Soil and location for tarragon
Tarragon thrives best in full sun. Penumbra is tolerated, but you can expect somewhat weaker growth. The soil at the site should be well loosened and have a relatively high humus content as well as a soil pH of 6 to 7.
If you have compost, you can work it generously into your herb bed before planting. Make sure that there is a generous distance between the subshrubs. Tarragon grows quite extensively and is not competitive. Use a container that is as large as possible if the tarragon should not grow in the bed, but rather in the bucket. Reading tip: Planting tarragon: tips on location, plant purchase and planting.
Water tarragon regularly
Keep your tarragon constantly moist and do not water the plant itself, but the surrounding soil. If you want to save yourself watering work, you can embed your tarragon in a layer of gravel.
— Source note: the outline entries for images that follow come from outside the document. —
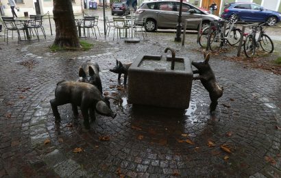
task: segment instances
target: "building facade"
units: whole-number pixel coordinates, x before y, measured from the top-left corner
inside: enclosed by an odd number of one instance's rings
[[[28,16],[30,14],[44,15],[48,12],[53,14],[53,0],[14,0],[16,4],[16,10],[18,16]],[[61,0],[63,1],[63,0]],[[12,16],[8,0],[0,0],[0,15]],[[84,9],[83,0],[72,0],[74,14],[82,13]]]

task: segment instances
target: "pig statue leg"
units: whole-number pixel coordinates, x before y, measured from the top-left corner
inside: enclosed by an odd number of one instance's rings
[[[210,104],[210,111],[212,112],[216,110],[217,105],[218,104],[218,102],[217,102],[218,98],[211,96],[210,94],[210,98],[211,99],[211,103]]]
[[[78,109],[77,108],[77,105],[71,104],[72,105],[72,111],[73,112],[73,115],[75,118],[78,117]]]
[[[81,112],[83,115],[84,118],[84,126],[86,129],[90,129],[90,123],[89,123],[89,115],[88,114],[88,107],[83,107],[81,105],[80,107]]]
[[[95,115],[95,110],[89,109],[89,114],[91,121],[94,122],[96,120],[96,116]]]
[[[60,104],[58,103],[56,99],[51,99],[50,103],[51,103],[51,110],[53,110],[53,114],[56,118],[56,123],[60,123],[60,113],[58,112],[58,106],[60,105]]]

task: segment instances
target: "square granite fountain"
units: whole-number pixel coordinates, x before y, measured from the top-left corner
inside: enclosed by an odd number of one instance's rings
[[[176,109],[189,106],[193,75],[186,57],[141,55],[128,70],[128,97],[131,103]]]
As a result, the water in the soil evaporates more slowly at high temperatures. An additional advantage: weeds have a hard time getting through the gravel layer.
Cut and harvest tarragon
The tarragon can be harvested from spring until late autumn. The leaves taste best fresh from the garden. Therefore, you should always cut off only a few shoots as needed. If you want to stock up for winter, the best time to go is from June to mid-July. At this time, the leaves contain a lot of essential oil.
A cut back is usually not necessary. However, the shoots can grow too dense if you do not harvest for a long time. In this case, you just have to remove the weakest shoots to align the crop.
Shorten your tarragon to just above ground level before the first freezing temperatures are expected in late autumn or early winter. Then cover the plants with a thick layer of foliage and place a few softwood branches on them. You can also bring tarragon cultivated in a bucket to a sheltered winter home. Always make sure that the roots of the plants do not dry out completely in winter.